EDR720
 StartSyllabusClassLibraryCommunicate
Help EDR720 : The Class : Methodology : Delimitations : Online Reading

Online Reading: Electronic Textbook: Limitations and Delimitations

As I mentioned earlier, I realize that, strictly speaking, these are not part of our "bare-bones, 1st-shot" rough outline of the doctoral research proposal. However, I have noticed many students struggling with the meaning of these terms in Dissertation Seminar, when they are trying to package a prospectus. Thus, I want to give you a head start on what these terms mean, and how they are distinctly different.
  1. Limitations

    These relate to a concept called the internal validity of your study design.

    Read about Internal Validity by Bill Trochim of Cornell


    Internal Validity


    It is unfortunate, by the way, that research terminology has used the same base term, "validity," in two distinctly different ways.

    1. Our Intro partners already know (and the rest of you will, too, soon!) that when referring to instrumentation construction, validity means "did I measure what I thought I did?" If I say it's a test of "depression," is that what I'm truly picking up - or could my responses accidentally be contaminated or confounded by, say, "anxiety," which I'm told by ed. psych. friends is actually a surprisingly 'close correlate' of "depression?"

    2. When referring to the design methodology, and when prefaced as internal validity, validity has a closely related meaning.
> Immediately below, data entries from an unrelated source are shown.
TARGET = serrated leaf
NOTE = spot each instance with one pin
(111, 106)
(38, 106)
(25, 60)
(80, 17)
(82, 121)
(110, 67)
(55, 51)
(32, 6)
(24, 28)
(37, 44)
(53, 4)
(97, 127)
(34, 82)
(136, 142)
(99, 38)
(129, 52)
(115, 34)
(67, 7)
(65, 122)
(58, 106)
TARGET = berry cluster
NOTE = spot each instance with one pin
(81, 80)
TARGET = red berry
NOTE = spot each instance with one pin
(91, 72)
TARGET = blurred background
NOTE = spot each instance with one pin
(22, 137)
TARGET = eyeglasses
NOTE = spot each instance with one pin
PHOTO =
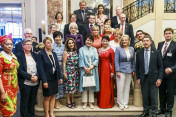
(28, 44)
(7, 44)
(29, 33)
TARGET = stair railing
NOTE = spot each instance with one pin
(138, 9)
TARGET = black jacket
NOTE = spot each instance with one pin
(22, 70)
(155, 66)
(169, 61)
(114, 21)
(19, 48)
(79, 16)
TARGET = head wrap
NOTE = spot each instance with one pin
(4, 38)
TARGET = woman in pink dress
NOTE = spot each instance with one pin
(107, 31)
(105, 98)
(101, 17)
(97, 38)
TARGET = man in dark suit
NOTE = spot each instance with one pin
(73, 18)
(27, 34)
(166, 91)
(149, 73)
(139, 36)
(82, 14)
(87, 28)
(126, 28)
(115, 19)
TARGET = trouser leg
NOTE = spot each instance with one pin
(91, 96)
(127, 89)
(84, 96)
(120, 89)
(145, 88)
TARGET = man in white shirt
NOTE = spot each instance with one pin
(115, 19)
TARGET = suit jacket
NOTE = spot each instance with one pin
(22, 70)
(46, 67)
(86, 29)
(155, 66)
(169, 61)
(19, 48)
(129, 32)
(121, 63)
(67, 31)
(79, 16)
(114, 21)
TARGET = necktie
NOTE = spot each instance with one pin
(83, 15)
(165, 49)
(91, 29)
(146, 61)
(122, 28)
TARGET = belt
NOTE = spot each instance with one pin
(60, 63)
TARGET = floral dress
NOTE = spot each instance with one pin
(8, 69)
(59, 50)
(71, 85)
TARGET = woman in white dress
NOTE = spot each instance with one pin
(60, 23)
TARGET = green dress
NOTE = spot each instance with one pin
(71, 85)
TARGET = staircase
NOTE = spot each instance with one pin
(138, 9)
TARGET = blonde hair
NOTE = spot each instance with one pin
(73, 24)
(82, 1)
(93, 28)
(122, 40)
(117, 30)
(103, 31)
(47, 38)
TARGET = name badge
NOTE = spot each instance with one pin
(169, 54)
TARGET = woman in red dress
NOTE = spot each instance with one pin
(8, 77)
(107, 31)
(105, 98)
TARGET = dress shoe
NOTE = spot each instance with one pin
(91, 105)
(154, 115)
(144, 114)
(160, 112)
(84, 106)
(168, 115)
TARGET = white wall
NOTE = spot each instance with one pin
(166, 24)
(148, 27)
(75, 5)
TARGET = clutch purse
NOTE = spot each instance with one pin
(89, 81)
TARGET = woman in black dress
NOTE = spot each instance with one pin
(49, 72)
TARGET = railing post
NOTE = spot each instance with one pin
(138, 9)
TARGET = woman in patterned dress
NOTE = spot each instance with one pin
(73, 27)
(101, 17)
(8, 77)
(58, 48)
(70, 71)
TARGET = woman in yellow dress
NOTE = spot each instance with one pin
(8, 77)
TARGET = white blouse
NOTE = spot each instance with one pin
(128, 54)
(32, 70)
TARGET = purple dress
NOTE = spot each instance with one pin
(78, 39)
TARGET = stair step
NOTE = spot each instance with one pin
(65, 111)
(78, 100)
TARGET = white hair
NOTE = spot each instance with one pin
(27, 29)
(73, 25)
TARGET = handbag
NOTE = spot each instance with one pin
(89, 80)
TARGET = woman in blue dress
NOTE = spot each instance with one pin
(85, 53)
(58, 48)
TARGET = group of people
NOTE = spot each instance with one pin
(89, 45)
It refers to the credibility or believability of the findings and results. In other words, "did things happen for the reasons that you say they did? or could those findings and results, and therefore your conclusions, have become accidentally contaminated by some other variable(s) or factor(s) that you were unable to control, randomize, match subjects on, etc.?"
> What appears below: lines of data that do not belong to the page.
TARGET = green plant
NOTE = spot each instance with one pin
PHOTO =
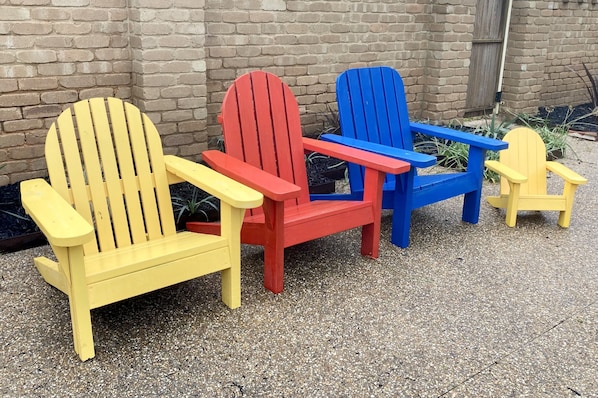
(553, 135)
(331, 123)
(454, 155)
(193, 205)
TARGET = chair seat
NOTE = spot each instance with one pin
(126, 260)
(311, 220)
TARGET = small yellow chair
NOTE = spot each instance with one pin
(522, 168)
(108, 214)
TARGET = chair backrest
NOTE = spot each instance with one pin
(261, 126)
(527, 155)
(372, 107)
(105, 157)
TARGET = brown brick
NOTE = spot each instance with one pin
(26, 152)
(7, 85)
(41, 111)
(96, 92)
(11, 140)
(30, 28)
(10, 114)
(22, 125)
(36, 56)
(77, 81)
(20, 99)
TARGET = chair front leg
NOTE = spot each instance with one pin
(472, 200)
(274, 245)
(370, 233)
(79, 302)
(565, 215)
(512, 203)
(403, 205)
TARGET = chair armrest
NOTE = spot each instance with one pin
(414, 158)
(269, 185)
(505, 171)
(216, 184)
(565, 173)
(345, 151)
(459, 136)
(57, 219)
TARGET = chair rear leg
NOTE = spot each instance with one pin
(512, 204)
(274, 245)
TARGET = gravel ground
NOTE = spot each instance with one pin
(467, 311)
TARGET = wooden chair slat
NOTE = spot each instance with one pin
(134, 224)
(112, 179)
(373, 110)
(523, 168)
(260, 100)
(106, 155)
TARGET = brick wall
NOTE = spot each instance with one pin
(175, 59)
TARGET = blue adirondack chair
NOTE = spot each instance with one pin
(373, 116)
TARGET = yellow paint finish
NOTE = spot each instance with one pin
(108, 214)
(523, 167)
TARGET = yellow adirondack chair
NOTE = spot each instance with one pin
(108, 214)
(522, 168)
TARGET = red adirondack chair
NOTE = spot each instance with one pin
(265, 150)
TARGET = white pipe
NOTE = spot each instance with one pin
(503, 55)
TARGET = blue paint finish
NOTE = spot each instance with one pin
(374, 117)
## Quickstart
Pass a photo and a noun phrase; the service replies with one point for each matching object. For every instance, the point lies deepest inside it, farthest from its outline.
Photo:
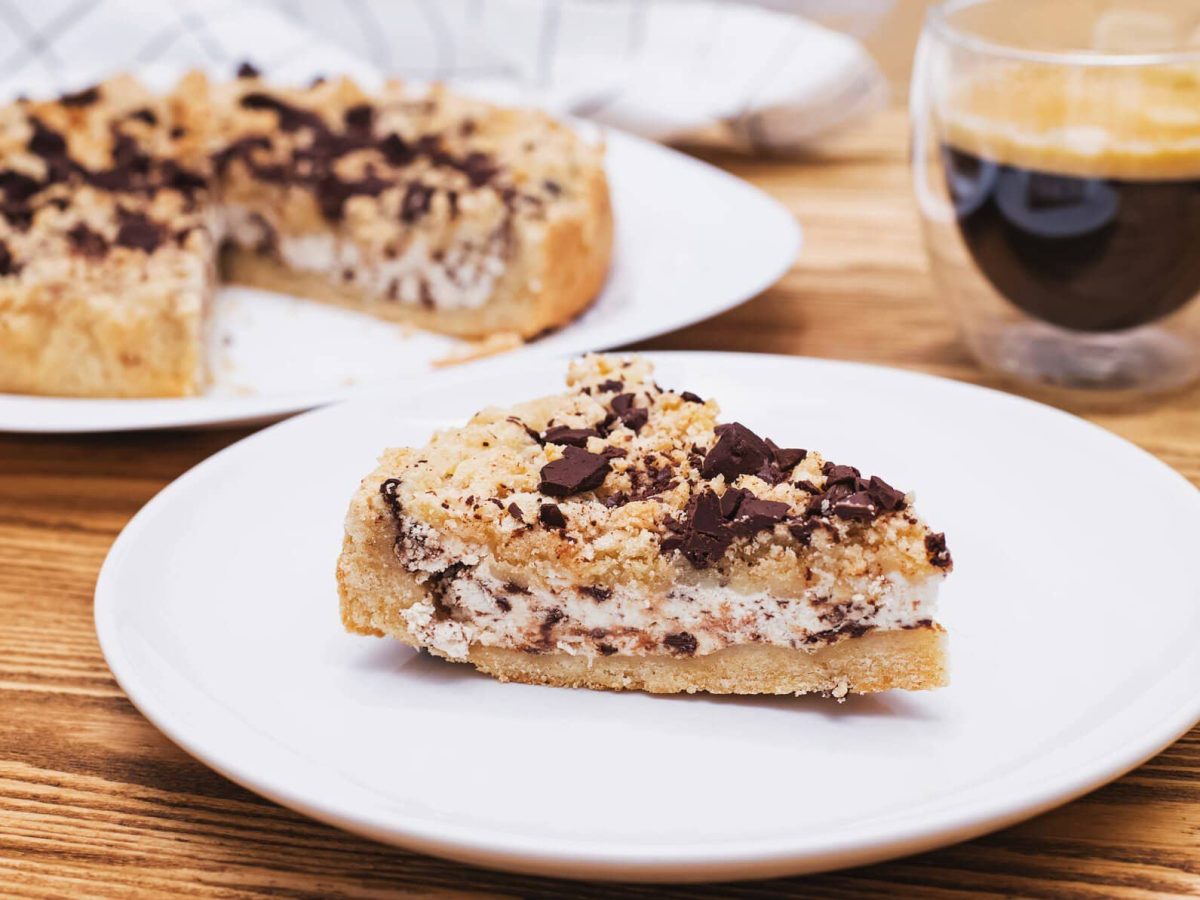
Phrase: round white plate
(1074, 619)
(691, 241)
    If you've read through Introduction to Research Module 4, you have probably concluded that the experimental family of designs has the highest internal validity. This is due to their relatively "tight control" and/or randomization of a wide variety of such potential contaminating factors or variables. Through these procedures, we can be "more sure" that 'the treatment caused the outcome(s)' that we observe. Another way of looking at this is: we can safely attribute the results to that treatment. This control and randomization of as many other potential contaminants or causes gives our belief such high credibility: e.g., internal validity.

    In a general sense, in "Limitations" you'd cast a critical eye on your design -- which, by the way, is not to imply that it's "bad" if it isn't experimental in nature! In fact, we'll soon see that we have to 'pay a price' in terms of such 'high internal validity' of experimental designs!' And you would, for your "Limitations," "thoroughly brainstorm" a listing of as many other such potential "causes," "contaminants," "uncontrolled factors," etc., as possible that could very well have 'crept into' your study design and produced the results that you obtained.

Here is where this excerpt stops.